Die Jahreslosung 2021

Barmherzig. Ein grandioses Wort in unserer Sprache, finde ich. Es fügt einige Wörter zu einem neuen Wort zusammen. „Beim Armen das Herz haben“. „B Arm Herz“. Barmherzig.
So ist Gott. Er verliert sein Herz nicht an sonst was. Er hat sein Herz beim Armen.
So erzählt Jesus von ihm.
Gott ist barmherzig. Barmherzig wie ein Vater, der sich um den verlorenen Sohn sorgt und ihn nicht gekränkt abblockt. Barmherzig auch dem anständigen älteren Sohn gegenüber, der so klug und bockig weiß, was der Vater alles besser machen müsste.
Er ist barmherzig. Wie ein Hirte, dessen Herz nicht nur bei den 99 Schafen ist, die sich geborgen und zufrieden um ihn scharen, sondern auch bei diesem einen verloren gegangenen Schaf, das irgendwo in der Weltgeschichte herumirrt.
Er ist barmherzig. So haben wir ihn an Weihnachten gefeiert. Den Gott, dem es nicht reicht, in sich zu ruhen. Ein Gott, der ein Menschenkind wird. Verletzlich, gefährdet, arm. So sehr hat er sein Herz bei den Armen.

Aber wer ist überhaupt arm?
Wer zu wenig Geld hat und jeden Euro zweimal umdrehen muss, sicher. Wer zu wenig Liebe geschenkt bekommt, auch. Und wer sich groß aufspielt, aber im Grunde armselig ist, ja, der auch. Und die, die gerade todtraurig sind. Oder erschöpft, weil das Leben so anstrengend geworden ist. Und wer nicht weiterweiß. Oder sich nicht weiter traut, weil er Angst hat, Fehler zu machen. Und alle, die wissen, wie sich das anfühlt, wenn einem elend zumute ist.
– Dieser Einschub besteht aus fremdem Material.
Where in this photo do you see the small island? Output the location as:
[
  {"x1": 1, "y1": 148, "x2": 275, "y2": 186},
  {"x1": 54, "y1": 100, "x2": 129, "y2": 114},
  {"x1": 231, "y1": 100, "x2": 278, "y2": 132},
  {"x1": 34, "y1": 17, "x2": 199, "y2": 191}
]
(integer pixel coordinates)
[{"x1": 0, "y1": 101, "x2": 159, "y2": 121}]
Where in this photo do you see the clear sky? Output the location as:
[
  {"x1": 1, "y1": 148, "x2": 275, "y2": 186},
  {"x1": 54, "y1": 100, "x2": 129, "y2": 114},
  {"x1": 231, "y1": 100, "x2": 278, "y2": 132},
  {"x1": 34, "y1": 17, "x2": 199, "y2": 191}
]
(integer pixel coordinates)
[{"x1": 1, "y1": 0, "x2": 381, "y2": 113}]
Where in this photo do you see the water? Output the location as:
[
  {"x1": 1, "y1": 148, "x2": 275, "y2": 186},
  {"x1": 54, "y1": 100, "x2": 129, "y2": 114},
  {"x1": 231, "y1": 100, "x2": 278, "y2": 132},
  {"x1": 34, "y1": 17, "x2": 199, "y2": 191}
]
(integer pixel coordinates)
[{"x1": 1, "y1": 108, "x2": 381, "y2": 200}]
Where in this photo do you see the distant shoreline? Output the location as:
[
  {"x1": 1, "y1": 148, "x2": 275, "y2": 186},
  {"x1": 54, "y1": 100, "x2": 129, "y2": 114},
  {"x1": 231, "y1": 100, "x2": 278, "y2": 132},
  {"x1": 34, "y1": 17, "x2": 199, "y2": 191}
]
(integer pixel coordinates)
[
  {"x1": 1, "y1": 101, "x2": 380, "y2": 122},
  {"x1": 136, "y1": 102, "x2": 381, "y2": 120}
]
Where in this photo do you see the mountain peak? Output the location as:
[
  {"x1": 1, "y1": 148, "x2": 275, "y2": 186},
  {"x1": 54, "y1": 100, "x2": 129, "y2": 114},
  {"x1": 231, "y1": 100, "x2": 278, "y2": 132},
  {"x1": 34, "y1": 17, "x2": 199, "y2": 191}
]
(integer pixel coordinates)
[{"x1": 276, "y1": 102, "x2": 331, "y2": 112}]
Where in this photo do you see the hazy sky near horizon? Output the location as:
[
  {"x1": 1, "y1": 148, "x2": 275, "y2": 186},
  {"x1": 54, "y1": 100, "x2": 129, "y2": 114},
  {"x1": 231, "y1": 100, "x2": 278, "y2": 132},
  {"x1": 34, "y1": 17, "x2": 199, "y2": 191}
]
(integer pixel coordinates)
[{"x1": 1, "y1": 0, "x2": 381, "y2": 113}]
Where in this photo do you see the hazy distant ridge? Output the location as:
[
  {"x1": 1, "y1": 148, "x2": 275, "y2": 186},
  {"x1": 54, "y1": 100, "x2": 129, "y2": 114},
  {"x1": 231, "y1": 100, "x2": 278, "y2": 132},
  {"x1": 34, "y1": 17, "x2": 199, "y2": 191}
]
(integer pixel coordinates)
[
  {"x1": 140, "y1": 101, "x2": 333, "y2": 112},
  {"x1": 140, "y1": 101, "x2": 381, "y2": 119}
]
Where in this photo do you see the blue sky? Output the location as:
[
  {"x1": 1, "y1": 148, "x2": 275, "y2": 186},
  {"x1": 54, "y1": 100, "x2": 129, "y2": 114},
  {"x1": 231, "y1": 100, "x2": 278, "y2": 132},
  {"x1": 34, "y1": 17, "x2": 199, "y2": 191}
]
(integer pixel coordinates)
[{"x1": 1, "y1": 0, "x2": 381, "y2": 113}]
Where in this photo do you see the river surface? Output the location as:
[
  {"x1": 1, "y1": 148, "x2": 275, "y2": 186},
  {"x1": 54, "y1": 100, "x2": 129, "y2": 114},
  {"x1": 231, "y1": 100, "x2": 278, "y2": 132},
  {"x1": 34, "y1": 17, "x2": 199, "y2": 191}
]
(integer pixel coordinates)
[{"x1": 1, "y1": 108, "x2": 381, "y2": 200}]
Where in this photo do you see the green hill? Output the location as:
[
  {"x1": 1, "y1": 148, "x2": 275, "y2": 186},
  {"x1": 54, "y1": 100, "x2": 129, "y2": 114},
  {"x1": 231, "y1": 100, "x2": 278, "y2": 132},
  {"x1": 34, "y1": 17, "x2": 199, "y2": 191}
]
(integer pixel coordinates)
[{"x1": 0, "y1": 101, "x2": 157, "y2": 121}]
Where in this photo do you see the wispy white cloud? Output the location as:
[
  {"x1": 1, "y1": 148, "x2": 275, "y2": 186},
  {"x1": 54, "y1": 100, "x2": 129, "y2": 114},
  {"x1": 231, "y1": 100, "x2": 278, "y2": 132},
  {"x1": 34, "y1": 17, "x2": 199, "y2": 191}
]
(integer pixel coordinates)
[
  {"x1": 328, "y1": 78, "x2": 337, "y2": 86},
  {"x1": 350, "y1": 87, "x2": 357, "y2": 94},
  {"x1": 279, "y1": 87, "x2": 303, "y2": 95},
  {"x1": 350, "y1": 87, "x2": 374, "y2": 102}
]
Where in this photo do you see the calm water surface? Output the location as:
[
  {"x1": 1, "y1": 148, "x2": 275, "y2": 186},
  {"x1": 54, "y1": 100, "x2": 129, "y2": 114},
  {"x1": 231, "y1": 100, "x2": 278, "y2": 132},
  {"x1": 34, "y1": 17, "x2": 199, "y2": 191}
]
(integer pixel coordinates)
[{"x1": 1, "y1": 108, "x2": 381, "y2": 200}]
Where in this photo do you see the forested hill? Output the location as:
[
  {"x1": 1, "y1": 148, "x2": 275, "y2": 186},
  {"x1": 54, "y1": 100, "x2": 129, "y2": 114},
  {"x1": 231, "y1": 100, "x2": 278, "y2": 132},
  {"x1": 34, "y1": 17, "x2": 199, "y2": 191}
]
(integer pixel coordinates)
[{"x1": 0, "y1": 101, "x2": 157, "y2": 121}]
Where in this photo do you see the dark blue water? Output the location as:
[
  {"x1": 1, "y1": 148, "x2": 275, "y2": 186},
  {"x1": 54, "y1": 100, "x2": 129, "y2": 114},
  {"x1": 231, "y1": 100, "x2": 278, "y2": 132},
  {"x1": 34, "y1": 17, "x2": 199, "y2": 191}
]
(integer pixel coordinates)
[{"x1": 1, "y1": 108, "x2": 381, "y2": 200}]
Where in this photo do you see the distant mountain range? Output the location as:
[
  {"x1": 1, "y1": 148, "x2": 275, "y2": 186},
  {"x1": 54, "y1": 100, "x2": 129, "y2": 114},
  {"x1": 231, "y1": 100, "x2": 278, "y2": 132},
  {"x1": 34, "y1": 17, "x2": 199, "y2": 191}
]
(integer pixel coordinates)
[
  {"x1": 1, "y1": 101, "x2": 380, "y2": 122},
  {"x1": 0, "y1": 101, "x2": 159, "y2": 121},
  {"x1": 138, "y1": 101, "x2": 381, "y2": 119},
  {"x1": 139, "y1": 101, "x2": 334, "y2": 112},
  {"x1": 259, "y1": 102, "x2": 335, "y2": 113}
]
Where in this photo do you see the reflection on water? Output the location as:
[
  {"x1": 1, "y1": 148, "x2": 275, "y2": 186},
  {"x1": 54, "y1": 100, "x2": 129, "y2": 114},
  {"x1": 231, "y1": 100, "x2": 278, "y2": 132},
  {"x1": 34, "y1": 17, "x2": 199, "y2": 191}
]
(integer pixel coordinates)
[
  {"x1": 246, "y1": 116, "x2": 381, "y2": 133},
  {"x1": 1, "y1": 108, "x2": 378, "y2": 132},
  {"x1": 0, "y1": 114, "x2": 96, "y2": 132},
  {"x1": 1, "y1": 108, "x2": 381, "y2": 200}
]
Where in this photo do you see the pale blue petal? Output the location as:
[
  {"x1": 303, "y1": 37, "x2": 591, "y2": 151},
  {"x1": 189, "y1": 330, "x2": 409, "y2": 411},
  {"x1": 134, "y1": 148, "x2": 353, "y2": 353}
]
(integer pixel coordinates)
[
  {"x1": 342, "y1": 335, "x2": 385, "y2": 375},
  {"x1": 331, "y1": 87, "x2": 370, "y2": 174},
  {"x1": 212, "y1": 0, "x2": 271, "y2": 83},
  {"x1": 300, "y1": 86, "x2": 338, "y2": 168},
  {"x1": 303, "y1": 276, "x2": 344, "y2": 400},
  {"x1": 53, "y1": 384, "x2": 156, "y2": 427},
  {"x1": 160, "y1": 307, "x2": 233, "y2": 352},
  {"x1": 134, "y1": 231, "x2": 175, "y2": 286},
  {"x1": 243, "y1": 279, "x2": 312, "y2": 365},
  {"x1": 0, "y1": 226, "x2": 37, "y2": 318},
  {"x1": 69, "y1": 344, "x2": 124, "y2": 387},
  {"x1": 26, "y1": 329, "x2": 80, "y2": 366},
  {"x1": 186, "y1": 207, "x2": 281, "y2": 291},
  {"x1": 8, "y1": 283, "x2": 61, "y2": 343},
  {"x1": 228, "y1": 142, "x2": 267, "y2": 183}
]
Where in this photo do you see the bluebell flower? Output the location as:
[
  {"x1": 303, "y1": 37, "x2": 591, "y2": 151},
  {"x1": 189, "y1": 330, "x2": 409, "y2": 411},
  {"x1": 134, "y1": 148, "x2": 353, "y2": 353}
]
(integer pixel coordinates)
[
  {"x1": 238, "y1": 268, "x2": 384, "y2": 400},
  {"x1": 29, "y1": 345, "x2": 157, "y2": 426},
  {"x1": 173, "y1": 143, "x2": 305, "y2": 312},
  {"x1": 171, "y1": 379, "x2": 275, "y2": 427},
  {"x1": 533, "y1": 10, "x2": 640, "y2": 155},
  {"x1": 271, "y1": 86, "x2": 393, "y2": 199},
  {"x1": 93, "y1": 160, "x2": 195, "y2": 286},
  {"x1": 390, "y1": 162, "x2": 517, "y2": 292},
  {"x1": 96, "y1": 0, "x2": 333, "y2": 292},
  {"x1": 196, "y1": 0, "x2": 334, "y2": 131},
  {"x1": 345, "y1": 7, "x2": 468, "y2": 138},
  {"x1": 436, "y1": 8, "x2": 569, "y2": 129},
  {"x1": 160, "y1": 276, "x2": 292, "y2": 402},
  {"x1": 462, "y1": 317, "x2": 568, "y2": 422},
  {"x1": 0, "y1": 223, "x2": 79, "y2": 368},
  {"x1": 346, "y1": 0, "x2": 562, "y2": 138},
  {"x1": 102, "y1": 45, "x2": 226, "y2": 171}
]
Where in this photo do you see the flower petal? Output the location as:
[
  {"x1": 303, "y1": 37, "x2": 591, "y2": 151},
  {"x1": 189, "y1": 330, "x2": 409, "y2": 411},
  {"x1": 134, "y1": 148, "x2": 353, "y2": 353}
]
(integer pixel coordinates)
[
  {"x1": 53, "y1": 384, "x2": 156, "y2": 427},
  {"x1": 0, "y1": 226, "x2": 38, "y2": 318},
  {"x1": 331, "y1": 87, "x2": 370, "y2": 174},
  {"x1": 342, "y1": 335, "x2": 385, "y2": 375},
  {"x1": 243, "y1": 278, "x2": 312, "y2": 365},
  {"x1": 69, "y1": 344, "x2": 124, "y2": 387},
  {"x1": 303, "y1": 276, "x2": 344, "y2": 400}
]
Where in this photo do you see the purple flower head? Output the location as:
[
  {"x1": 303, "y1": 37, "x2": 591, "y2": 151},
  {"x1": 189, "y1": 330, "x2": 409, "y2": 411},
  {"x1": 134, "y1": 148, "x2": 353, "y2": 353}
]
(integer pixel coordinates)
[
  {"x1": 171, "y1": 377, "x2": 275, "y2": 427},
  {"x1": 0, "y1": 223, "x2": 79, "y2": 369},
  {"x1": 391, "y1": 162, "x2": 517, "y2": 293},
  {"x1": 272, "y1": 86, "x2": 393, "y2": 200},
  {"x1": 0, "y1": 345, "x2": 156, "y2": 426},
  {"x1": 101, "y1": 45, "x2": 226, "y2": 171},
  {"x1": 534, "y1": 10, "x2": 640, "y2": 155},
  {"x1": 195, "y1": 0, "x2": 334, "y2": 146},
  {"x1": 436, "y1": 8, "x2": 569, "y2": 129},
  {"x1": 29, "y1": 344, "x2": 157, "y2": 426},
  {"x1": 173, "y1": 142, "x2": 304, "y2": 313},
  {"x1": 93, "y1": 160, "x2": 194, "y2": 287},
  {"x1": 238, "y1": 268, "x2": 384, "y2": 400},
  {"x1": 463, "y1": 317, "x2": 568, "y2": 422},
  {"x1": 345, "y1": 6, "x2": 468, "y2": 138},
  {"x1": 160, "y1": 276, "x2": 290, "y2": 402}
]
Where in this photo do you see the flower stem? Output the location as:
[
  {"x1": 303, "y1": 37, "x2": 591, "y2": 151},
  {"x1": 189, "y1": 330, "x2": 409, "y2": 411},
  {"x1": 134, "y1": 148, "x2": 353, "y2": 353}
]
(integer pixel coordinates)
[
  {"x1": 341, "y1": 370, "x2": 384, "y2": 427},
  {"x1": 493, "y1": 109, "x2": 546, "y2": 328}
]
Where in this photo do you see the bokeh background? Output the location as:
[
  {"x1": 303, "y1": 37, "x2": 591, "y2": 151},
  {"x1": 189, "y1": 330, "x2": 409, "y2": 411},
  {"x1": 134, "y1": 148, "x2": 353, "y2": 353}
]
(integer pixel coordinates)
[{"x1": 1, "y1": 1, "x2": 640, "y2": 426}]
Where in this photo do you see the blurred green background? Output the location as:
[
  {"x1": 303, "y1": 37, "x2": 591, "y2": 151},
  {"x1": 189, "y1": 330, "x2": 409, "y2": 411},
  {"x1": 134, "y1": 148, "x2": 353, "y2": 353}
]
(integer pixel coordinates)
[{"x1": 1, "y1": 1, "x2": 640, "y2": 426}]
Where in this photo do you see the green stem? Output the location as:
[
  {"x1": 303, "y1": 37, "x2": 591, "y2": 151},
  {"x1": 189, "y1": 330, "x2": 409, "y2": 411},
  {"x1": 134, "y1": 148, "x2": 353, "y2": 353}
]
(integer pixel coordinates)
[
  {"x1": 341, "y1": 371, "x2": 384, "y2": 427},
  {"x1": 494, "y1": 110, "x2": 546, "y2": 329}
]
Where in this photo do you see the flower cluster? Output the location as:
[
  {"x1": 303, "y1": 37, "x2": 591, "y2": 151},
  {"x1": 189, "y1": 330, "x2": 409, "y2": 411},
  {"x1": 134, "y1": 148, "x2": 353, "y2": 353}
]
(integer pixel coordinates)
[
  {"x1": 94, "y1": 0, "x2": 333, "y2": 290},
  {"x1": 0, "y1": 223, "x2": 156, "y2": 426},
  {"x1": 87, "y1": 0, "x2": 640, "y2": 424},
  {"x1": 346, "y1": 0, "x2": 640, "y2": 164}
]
Seid barmherzig mit ihnen, sagt Jesus. Seid auch barmherzig mit euch selbst. Gott jedenfalls ist es. Er hat sein Herz längst schon bei euch.
Vor dem muss ich mich nicht anders und toller darstellen als ich bin. Nichts schönreden und nichts unter den Teppich kehren. Und gnadenlos runtermachen muss ich mich auch nicht.
Arm sein ist nicht grandios. Aber dass Gott sein Herz bei den Armen hat, das schon. Das ist Balsam für die Seele.
Es ist wunderbar, wenn jemand das persönlich nimmt, zaghaft darüber staunt und sagt: „Danke, Gott!“
Das ist sozusagen Level 1.
Level 2 bietet dann eine neue Herausforderung. „Seid barmherzig!“ Spätestens wenn ich zu etwas aufgefordert werden muss, ist klar: Darin bin ich nicht von Haus aus Weltmeisterin. Das ist offenbar etwas zum Üben. Immer wieder.
„Seid barmherzig!“
Schaut gut hin. Verschließt die Augen nicht, wenn jemand zu wenig hat. Haltet es nicht für normal, wenn Gewalt im Spiel ist oder menschenverachtende Sprüche über jemanden geklopft werden. Wechselt nicht die Straßenseite, wenn ihr die Frau seht, deren Mann und Kind ums Leben gekommen sind. Besucht den Sangesbruder, der seit einiger Zeit dement ist. Und wenn jemand Unrecht getan hat, dann redet Klartext mit ihm. Auch das ist eine Art, für jemanden da zu sein.
Stellt euch auf die Seite der Armen, der Trostbedürftigen, auf die Seite derer, die Zuspruch brauchen oder tatkräftige Hilfe.
Seid barmherzig. Und handelt auch so.

Wie wäre es also mit einem Jahr der Barmherzigkeit?
Ein Jahr, in dem wir feiern, dass Gott barmherzig ist. Das können wir spätestens jeden Sonntag zusammen feiern, im Gottesdienst.
Daraus können wir Kraft und Mut schöpfen, selbst barmherzig zu sein – mit uns und unsren guten Vorsätzen und hehren Erwartungen. Und mit den lieben Familienmitgliedern und Nachbarn und Freundinnen und Arbeitskollegen und Politikerinnen und überhaupt.
Ein Jahr wie ein Trainingslager. Wir üben, barmherzig zu sein.
Nur sonntags, da wird nicht geübt, da wird gefeiert. Ein Hoch auf Gott, der sein Herz beim Armen hat. Bei uns auch.